A graphic history of Tetris; fiction from Rob Davis, Aimée de Jongh, and Deborah Levy and Andrzej Klimowski; biographies of Salvador Dalí and Roger Casement; adaptations of ghost stories by M.R. James; and the latest addition to the One Year Wiser series: this autumn we bring you a collection of graphic novels and visual narratives to inspire, inform and entertain.
Our autumn lineup kicks off with the release of a graphic biography by Fionnuala Doran, The Trial of Roger Casement. Doran, who won the British Library’s “Comics Unmasked” competition in 2014, has chosen as the subject of her debut graphic novel the extraordinary life of Roger Casement. In 1911, Casement was knighted for his humanitarian work; five years later, he was hanged for treason. The Trial of Roger Casement traces the astonishing downfall of an Irishman once feted for his compassion but later condemned both as a revolutionary and as a homosexual.
Mike Medaglia follows his bestselling collection of illustrated meditations with One Year Wiser: A Gratitude Journal. Filled with uplifting quotes and guidance, this beautifully produced journal will help you keep a lasting record of the small moments that reflect the richness and variety of life. Keep it on your bedside table – and start living the grateful life.
Originally slated for June this year, Stardust Nation by Deborah Levy and Andrzej Klimowski will now hit the shelves in September – and it’s worth the wait. Adapted from one of the centrepieces of Levy’s short story collection Black Vodka, Stardust Nation follows the story of Nikos Gazidis, a man suffering from a strange psychiatric condition: he seems to have unwittingly crashed into the consciousness of his boss. Written by the Booker-shortlisted author of Swimming Home, Stardust Nation is an absurdly funny, unsettling and unforgettable graphic novel about memory, empathy and how we are, all of us, connected.
In October, the latest addition to our Art Masters series: Dalí by Edmond Baudoin. The veteran French comics artist asks, who was Salvador Dalí? A madman? A genius? An exhibitionist? There is no shortage of labels for the Surrealist painter, who was as well known for his acts of public bravado as for his extraordinary work. Commissioned by the Pompidou Centre, Dalí is a rigorously researched and absorbing portrait of a singular artist and an enigmatic man.

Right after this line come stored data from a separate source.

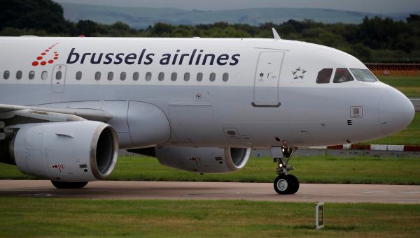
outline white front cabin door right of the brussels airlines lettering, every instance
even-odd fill
[[[255,70],[255,107],[279,107],[279,78],[284,52],[260,52]]]

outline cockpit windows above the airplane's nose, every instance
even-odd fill
[[[316,77],[317,84],[328,84],[330,83],[331,76],[332,76],[332,68],[323,68],[321,71],[318,72],[318,77]],[[367,69],[361,68],[350,68],[351,73],[353,73],[356,80],[363,81],[363,82],[377,82],[377,78],[370,73]],[[342,83],[342,82],[349,82],[353,81],[354,78],[351,75],[348,69],[346,68],[337,68],[335,70],[334,83]]]

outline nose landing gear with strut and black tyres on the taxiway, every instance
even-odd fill
[[[288,165],[293,153],[297,147],[288,147],[284,144],[282,147],[272,147],[272,156],[277,163],[276,173],[279,176],[274,179],[274,190],[279,194],[295,194],[299,190],[299,180],[289,170],[294,170],[293,166]]]

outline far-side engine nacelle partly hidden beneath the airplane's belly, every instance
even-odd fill
[[[158,147],[162,165],[200,173],[234,172],[244,168],[251,148]]]

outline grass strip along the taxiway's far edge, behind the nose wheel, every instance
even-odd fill
[[[414,157],[298,157],[291,161],[302,183],[420,184],[420,159]],[[150,157],[120,157],[109,180],[269,182],[276,176],[272,158],[251,157],[245,168],[229,174],[196,174],[160,165]],[[15,166],[0,165],[0,179],[31,179]]]

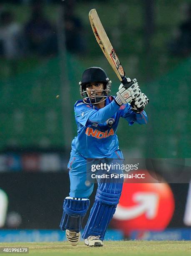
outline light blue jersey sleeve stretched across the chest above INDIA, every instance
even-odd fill
[[[83,102],[76,102],[74,106],[75,119],[83,126],[87,126],[88,123],[103,123],[108,118],[111,118],[118,110],[120,106],[114,102],[114,100],[99,110],[94,110],[90,105]]]

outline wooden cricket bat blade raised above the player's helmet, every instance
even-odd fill
[[[113,49],[113,46],[111,45],[111,42],[109,41],[106,31],[103,28],[98,13],[95,9],[90,10],[89,19],[94,36],[101,47],[103,54],[106,56],[106,59],[115,71],[118,79],[121,81],[125,77],[124,69]]]

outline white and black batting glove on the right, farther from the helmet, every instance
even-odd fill
[[[146,105],[148,104],[148,102],[149,102],[149,99],[140,90],[139,94],[133,100],[131,100],[131,109],[135,113],[141,113],[143,109],[146,107]]]

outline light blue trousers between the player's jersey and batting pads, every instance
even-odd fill
[[[106,158],[124,160],[121,150],[113,152],[113,154]],[[70,176],[70,197],[90,197],[93,192],[94,183],[87,182],[87,160],[80,155],[71,156],[68,162],[68,170]]]

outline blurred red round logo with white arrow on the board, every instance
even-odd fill
[[[168,184],[124,183],[111,225],[126,236],[133,230],[164,230],[173,212],[174,198]]]

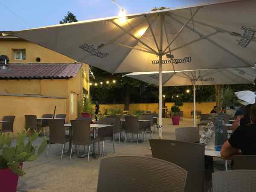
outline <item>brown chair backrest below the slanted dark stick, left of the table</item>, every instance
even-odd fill
[[[49,142],[64,143],[65,127],[62,119],[48,119],[49,124]]]

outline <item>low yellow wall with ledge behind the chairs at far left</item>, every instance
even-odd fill
[[[41,117],[44,113],[53,113],[56,106],[56,114],[66,113],[67,99],[26,97],[26,96],[0,96],[0,119],[3,116],[14,115],[14,134],[24,130],[25,116],[36,115]],[[2,126],[2,125],[0,125]]]

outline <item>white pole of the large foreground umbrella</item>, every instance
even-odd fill
[[[158,87],[158,97],[159,97],[159,139],[162,139],[162,55],[159,55],[159,87]]]

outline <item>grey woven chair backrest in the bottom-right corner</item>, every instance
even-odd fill
[[[212,173],[213,192],[255,192],[256,170],[229,170]]]

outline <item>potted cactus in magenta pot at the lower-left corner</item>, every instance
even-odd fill
[[[45,151],[47,147],[46,138],[44,138],[39,148],[33,145],[37,138],[38,133],[28,134],[27,132],[22,132],[17,135],[16,142],[14,142],[14,139],[9,134],[0,134],[1,191],[16,192],[18,178],[25,174],[22,171],[23,163],[37,160],[39,155]]]

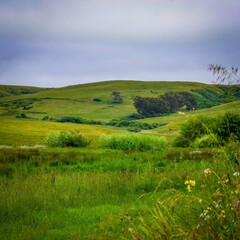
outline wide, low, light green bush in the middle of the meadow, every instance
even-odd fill
[[[103,148],[118,149],[123,151],[160,151],[167,149],[167,140],[164,137],[156,137],[140,134],[104,135],[99,139]]]

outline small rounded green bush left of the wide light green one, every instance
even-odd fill
[[[86,147],[91,140],[75,130],[50,133],[46,137],[45,142],[49,147]]]

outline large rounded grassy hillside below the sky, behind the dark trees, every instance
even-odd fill
[[[123,103],[113,103],[113,91],[120,92]],[[132,100],[135,96],[157,97],[168,91],[191,92],[202,104],[212,101],[218,104],[219,96],[226,94],[226,91],[217,85],[203,83],[107,81],[45,89],[28,95],[6,96],[0,99],[0,114],[16,116],[25,113],[39,120],[44,116],[75,116],[107,121],[136,113]],[[210,97],[214,100],[208,100]]]

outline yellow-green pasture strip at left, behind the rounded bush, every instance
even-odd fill
[[[93,126],[84,124],[55,123],[19,119],[13,117],[0,118],[0,145],[36,145],[44,144],[46,136],[51,132],[78,130],[93,140],[96,144],[99,136],[122,132],[117,128]]]

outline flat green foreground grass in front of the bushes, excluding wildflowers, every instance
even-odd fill
[[[205,169],[219,176],[233,172],[219,160],[223,155],[212,150],[171,149],[161,156],[104,149],[2,148],[0,154],[1,239],[132,239],[135,233],[151,239],[156,230],[146,224],[156,219],[149,211],[156,202],[169,192],[188,197],[187,179],[196,181],[191,196],[205,198],[218,186],[211,179],[207,182]],[[206,183],[208,187],[201,187]],[[184,216],[181,209],[179,216]],[[200,213],[199,208],[193,219]],[[141,232],[144,228],[149,234]]]

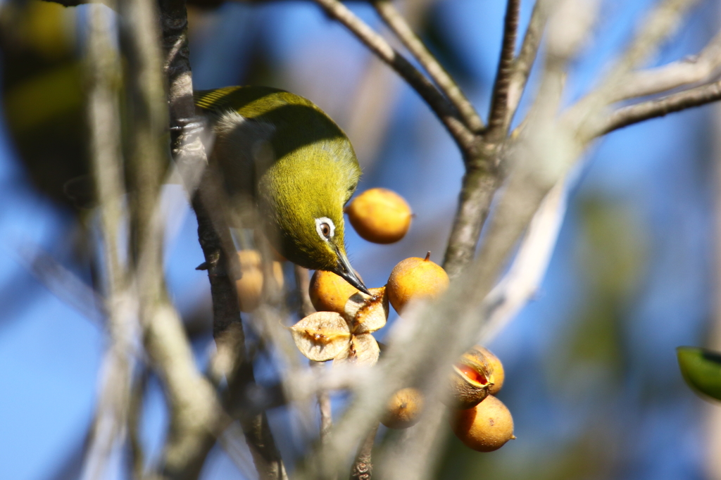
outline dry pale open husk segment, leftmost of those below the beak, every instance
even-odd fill
[[[350,329],[340,314],[319,311],[291,326],[296,347],[316,362],[333,360],[350,347]]]

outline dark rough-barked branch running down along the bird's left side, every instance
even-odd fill
[[[195,119],[185,1],[164,0],[160,6],[167,55],[165,71],[169,82],[171,125],[183,128],[191,119]],[[245,337],[234,284],[234,278],[237,277],[233,273],[236,270],[235,249],[222,214],[224,199],[213,194],[218,192],[218,188],[212,172],[205,169],[207,156],[197,130],[190,135],[181,134],[174,142],[173,154],[186,187],[191,192],[193,209],[198,218],[198,240],[203,249],[213,298],[213,337],[218,352],[234,358],[231,363],[234,368],[226,373],[226,410],[231,412],[231,416],[240,419],[260,478],[283,479],[285,470],[265,413],[247,417],[234,409],[234,404],[244,394],[245,388],[255,382],[255,378],[251,361],[245,352]],[[195,190],[198,180],[200,185]],[[201,432],[201,435],[203,433],[205,437],[199,439],[202,446],[198,448],[195,458],[187,458],[190,465],[202,466],[205,456],[215,443],[213,432]]]

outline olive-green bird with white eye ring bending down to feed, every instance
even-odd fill
[[[211,125],[211,168],[239,215],[257,212],[291,262],[368,293],[345,254],[343,206],[361,167],[340,127],[309,100],[265,86],[198,91],[195,105]]]

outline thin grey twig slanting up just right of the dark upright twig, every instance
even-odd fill
[[[531,21],[528,22],[526,35],[523,36],[523,44],[518,56],[513,60],[513,74],[508,85],[508,110],[505,117],[505,128],[510,126],[513,115],[516,115],[518,104],[528,84],[528,76],[531,75],[538,55],[541,38],[543,38],[544,27],[546,26],[548,14],[547,9],[542,7],[543,2],[536,1],[534,10],[531,12]]]

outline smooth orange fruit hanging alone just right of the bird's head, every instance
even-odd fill
[[[348,220],[363,239],[392,244],[410,228],[412,213],[403,197],[386,188],[371,188],[345,208]]]

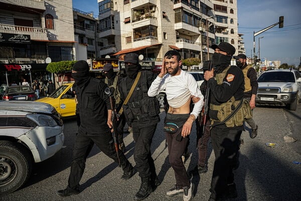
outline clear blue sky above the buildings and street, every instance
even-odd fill
[[[236,0],[234,0],[236,1]],[[98,18],[97,0],[73,0],[73,8],[93,11]],[[260,58],[281,61],[281,64],[299,65],[301,58],[301,1],[300,0],[237,0],[238,32],[243,35],[246,55],[254,56],[253,32],[258,32],[279,21],[284,16],[283,28],[275,27],[255,37],[255,52]],[[261,38],[263,37],[263,38]]]

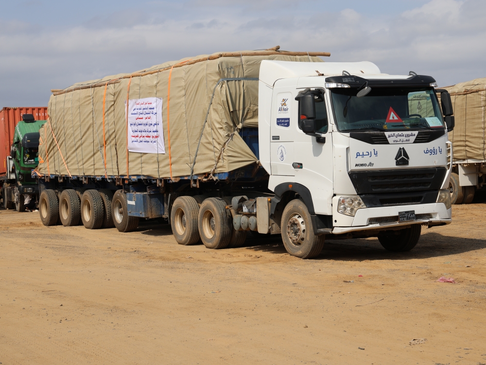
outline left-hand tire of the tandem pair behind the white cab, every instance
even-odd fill
[[[180,245],[192,245],[201,238],[197,228],[199,205],[192,197],[178,197],[171,210],[171,227]]]

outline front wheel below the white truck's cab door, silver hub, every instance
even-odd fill
[[[325,237],[314,235],[311,215],[300,199],[290,201],[282,213],[282,241],[287,252],[300,258],[318,256]]]

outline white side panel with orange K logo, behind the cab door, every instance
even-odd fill
[[[297,102],[289,88],[274,88],[270,127],[270,166],[272,175],[294,176],[294,137]]]

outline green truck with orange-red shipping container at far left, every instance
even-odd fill
[[[38,203],[39,187],[32,177],[38,164],[39,128],[47,108],[0,110],[0,198],[5,209],[18,212]]]

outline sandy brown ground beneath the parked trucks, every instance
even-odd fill
[[[454,206],[409,253],[329,240],[301,260],[278,237],[211,251],[0,210],[0,363],[483,364],[485,212]]]

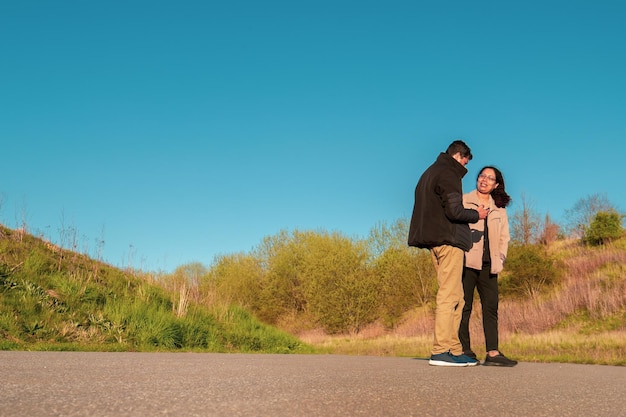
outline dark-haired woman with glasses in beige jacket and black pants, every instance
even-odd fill
[[[506,206],[510,201],[511,197],[504,188],[502,173],[493,166],[481,169],[476,189],[463,195],[463,204],[466,208],[482,206],[489,209],[489,215],[485,220],[470,224],[473,245],[465,253],[463,268],[465,306],[459,327],[459,340],[464,354],[476,358],[470,345],[469,321],[474,290],[478,289],[487,351],[483,365],[517,365],[517,361],[504,356],[498,348],[498,274],[504,266],[511,238],[506,213]]]

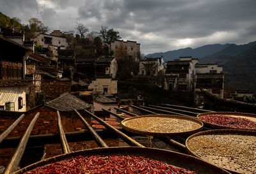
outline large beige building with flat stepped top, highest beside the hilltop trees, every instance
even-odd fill
[[[106,43],[104,43],[106,44]],[[117,51],[119,48],[124,47],[127,54],[136,62],[140,61],[140,43],[137,43],[136,41],[124,41],[124,40],[116,40],[111,43],[108,43],[109,52],[113,51],[113,55],[118,60],[118,54]]]

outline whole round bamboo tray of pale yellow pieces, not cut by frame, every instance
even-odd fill
[[[198,119],[179,115],[142,115],[122,120],[121,124],[129,132],[152,136],[183,136],[197,133],[204,126]]]

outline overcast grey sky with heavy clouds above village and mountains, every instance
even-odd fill
[[[107,25],[144,54],[256,40],[256,0],[0,0],[0,11],[22,24],[36,17],[51,31]]]

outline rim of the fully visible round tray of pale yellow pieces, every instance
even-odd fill
[[[124,122],[126,122],[127,120],[138,119],[138,118],[141,118],[141,117],[175,117],[175,118],[178,118],[178,119],[193,120],[193,122],[196,122],[197,124],[199,124],[200,127],[198,127],[197,129],[193,129],[191,131],[186,131],[186,132],[181,132],[181,133],[151,133],[151,132],[148,132],[148,131],[140,131],[138,129],[132,129],[131,127],[127,127],[127,126],[124,125]],[[183,136],[183,135],[198,133],[199,131],[201,131],[204,128],[204,123],[201,120],[196,119],[196,117],[193,118],[193,117],[186,117],[186,116],[182,116],[182,115],[167,115],[167,114],[140,115],[140,116],[136,116],[136,117],[129,117],[127,119],[122,120],[121,125],[126,131],[129,131],[131,133],[152,135],[152,136]]]

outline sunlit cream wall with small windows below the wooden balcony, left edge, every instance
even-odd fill
[[[16,112],[26,111],[26,89],[28,86],[9,86],[0,87],[0,105],[5,106],[5,103],[13,102]],[[18,98],[22,98],[22,108],[19,109]],[[5,107],[4,107],[5,110]]]

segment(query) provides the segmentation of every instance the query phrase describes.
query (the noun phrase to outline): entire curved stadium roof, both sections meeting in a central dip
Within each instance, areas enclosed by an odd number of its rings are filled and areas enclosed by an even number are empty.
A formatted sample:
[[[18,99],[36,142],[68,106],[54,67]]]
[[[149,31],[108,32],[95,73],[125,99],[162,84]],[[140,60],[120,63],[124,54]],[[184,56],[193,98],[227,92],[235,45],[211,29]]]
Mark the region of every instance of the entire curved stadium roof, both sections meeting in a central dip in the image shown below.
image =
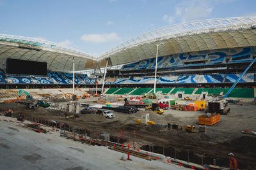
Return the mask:
[[[256,17],[218,18],[185,22],[146,32],[115,46],[100,57],[75,48],[36,38],[0,34],[0,67],[6,68],[6,59],[47,62],[51,71],[72,71],[75,57],[76,70],[91,69],[97,62],[109,66],[135,62],[175,53],[197,52],[222,48],[256,45]]]

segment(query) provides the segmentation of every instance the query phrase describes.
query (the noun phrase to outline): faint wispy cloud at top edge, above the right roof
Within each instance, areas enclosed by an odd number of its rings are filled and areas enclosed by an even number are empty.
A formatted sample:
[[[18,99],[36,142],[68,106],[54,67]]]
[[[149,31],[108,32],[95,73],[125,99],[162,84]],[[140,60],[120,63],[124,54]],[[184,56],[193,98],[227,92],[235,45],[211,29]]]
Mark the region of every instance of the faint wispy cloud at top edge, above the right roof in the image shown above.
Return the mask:
[[[223,3],[225,2],[223,0]],[[173,22],[205,19],[212,14],[215,5],[215,1],[183,0],[175,6],[173,15],[166,14],[163,16],[163,20],[172,24]]]

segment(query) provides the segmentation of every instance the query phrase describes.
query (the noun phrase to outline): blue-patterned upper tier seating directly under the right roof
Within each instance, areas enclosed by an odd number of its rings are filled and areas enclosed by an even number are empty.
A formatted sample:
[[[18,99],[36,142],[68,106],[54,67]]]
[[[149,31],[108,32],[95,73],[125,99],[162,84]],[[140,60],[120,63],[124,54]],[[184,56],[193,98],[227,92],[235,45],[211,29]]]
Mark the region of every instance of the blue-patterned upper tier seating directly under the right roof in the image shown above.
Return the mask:
[[[228,48],[220,50],[212,50],[211,53],[207,51],[193,52],[193,53],[181,53],[174,55],[161,56],[157,59],[158,68],[166,68],[173,66],[184,66],[184,61],[189,60],[205,60],[205,65],[221,64],[225,63],[225,57],[230,57],[228,62],[248,62],[252,61],[251,55],[253,54],[253,47],[244,48]],[[198,64],[187,64],[186,66],[198,66],[204,65],[203,63]],[[156,59],[145,59],[139,62],[133,62],[131,64],[125,64],[122,70],[137,70],[137,69],[154,69],[156,66]]]

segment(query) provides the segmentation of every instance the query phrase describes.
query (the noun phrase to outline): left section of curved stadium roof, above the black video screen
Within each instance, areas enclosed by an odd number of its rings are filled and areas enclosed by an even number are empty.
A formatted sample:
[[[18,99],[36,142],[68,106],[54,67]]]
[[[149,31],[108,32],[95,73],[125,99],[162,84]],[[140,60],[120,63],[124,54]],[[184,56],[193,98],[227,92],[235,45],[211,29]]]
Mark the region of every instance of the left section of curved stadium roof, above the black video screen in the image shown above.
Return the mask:
[[[76,70],[93,67],[93,55],[69,46],[36,38],[0,34],[0,67],[6,68],[6,58],[47,62],[51,71],[72,71],[73,57]]]

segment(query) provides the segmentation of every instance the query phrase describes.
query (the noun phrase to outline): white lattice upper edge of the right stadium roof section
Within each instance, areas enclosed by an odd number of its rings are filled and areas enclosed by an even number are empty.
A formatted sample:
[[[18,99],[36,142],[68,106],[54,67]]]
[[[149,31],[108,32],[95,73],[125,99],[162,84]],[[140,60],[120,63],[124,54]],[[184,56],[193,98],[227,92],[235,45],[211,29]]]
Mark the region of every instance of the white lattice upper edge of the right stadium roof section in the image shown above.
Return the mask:
[[[180,24],[161,27],[159,29],[145,32],[144,34],[131,38],[124,43],[115,46],[108,52],[103,53],[97,59],[106,59],[115,53],[122,52],[134,46],[139,46],[146,43],[154,43],[156,41],[163,41],[165,39],[178,38],[181,36],[189,36],[191,34],[248,29],[252,26],[256,28],[256,17],[214,18],[183,22]]]

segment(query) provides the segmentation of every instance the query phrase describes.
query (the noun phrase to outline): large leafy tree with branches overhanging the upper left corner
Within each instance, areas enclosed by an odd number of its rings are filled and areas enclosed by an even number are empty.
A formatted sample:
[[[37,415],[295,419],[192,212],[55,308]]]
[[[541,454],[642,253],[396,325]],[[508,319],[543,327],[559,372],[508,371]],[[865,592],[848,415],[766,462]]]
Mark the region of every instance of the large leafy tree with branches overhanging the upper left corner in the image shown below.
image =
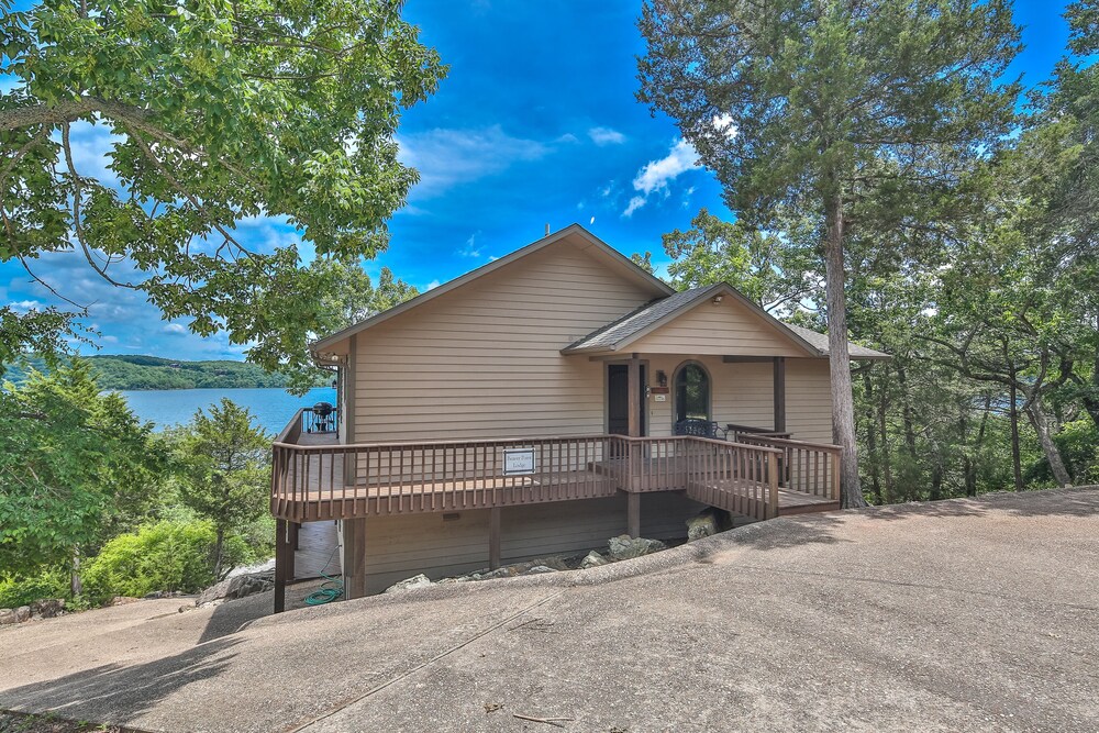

We celebrate Halloween with the release of Ghost Stories of an Antiquary, Vol. 1., which collects graphic retellings of four spine-chilling tales by the renowned medievalist and writer M.R. James. Adapted by Leah Moore and John Reppion, and illustrated by four outstanding comics artists, Ghost Stories gives a new lease of life to some of James’s best-known works: “Canon Alberic’s Scrap-book” (illus. Aneke), “Lost Hearts” (illus. Kit Buss), “The Mezzotint” (illus. Fouad Mezher) and “The Ash-tree” (illus. Alisdair Wood). Vanishing children, spectral works of art, vengeance from beyond the grave: these tales have it all.
Return of the Honey Buzzard by Aimée de Jongh (October) tells the story of Simon, the third-generation owner of the struggling Antoinisse Book Shop. When he witnesses a suicide, old memories intrude, guilt bubbles up and his grip on reality loosens. Haunted by the past, Simon struggles to face the future. It is only in the tender, ethereal presence of Regina that he is able to open up – and, finally, to look ahead. Powerful, perceptive and beautifully drawn, The Return of the Honey Buzzard is a compelling graphic novel about grief, love, our actions and their consequences.
As previously announced, October also sees the release of Tetris: The Games People Play by Box Brown. This hotly anticipated – and, we can confirm, brilliant – graphic novel is a dramatic and surprising history of the most ubiquitous and addictive video game of all time. I follows the story of Tetris’s Russian creator Alexey Pajitnov, who created the game in his spare time, and spotlights the innumerable businessmen who were desperate to monetise it. Box Brown untangles Tetris’s complex history – the bidding wars, clandestine trips to Moscow, backroom deals and miscommunications – and while doing so delves deep into the role games play in art, culture and commerce.
Finally, November brings us a brand new graphic novel from Rob Davis. In his British Comic Award-winning The Motherless Oven, Scarper Lee asked: “Who the hell is Vera Pike?” The Can Opener’s Daughter gives us a chance to find out. Charting Vera’s unsettling childhood, the book takes us from her home in Parliament to suicide school, and from the Bear Park to the black woods that lie beyond. In the present day, Vera and Castro Smith are determined to see their friend Scarper again – but is he still alive? And if so, can they save him? Can anyone outlive their deathday? Both a sequel and a darkly inventive standalone graphic novel, The Can Opener’s Daughter answers many of the questions posed in The Motherless Oven, while asking plenty more of its own.
So, even if it doesn’t seem like it right now, there are things to look forward to, a couple of them European.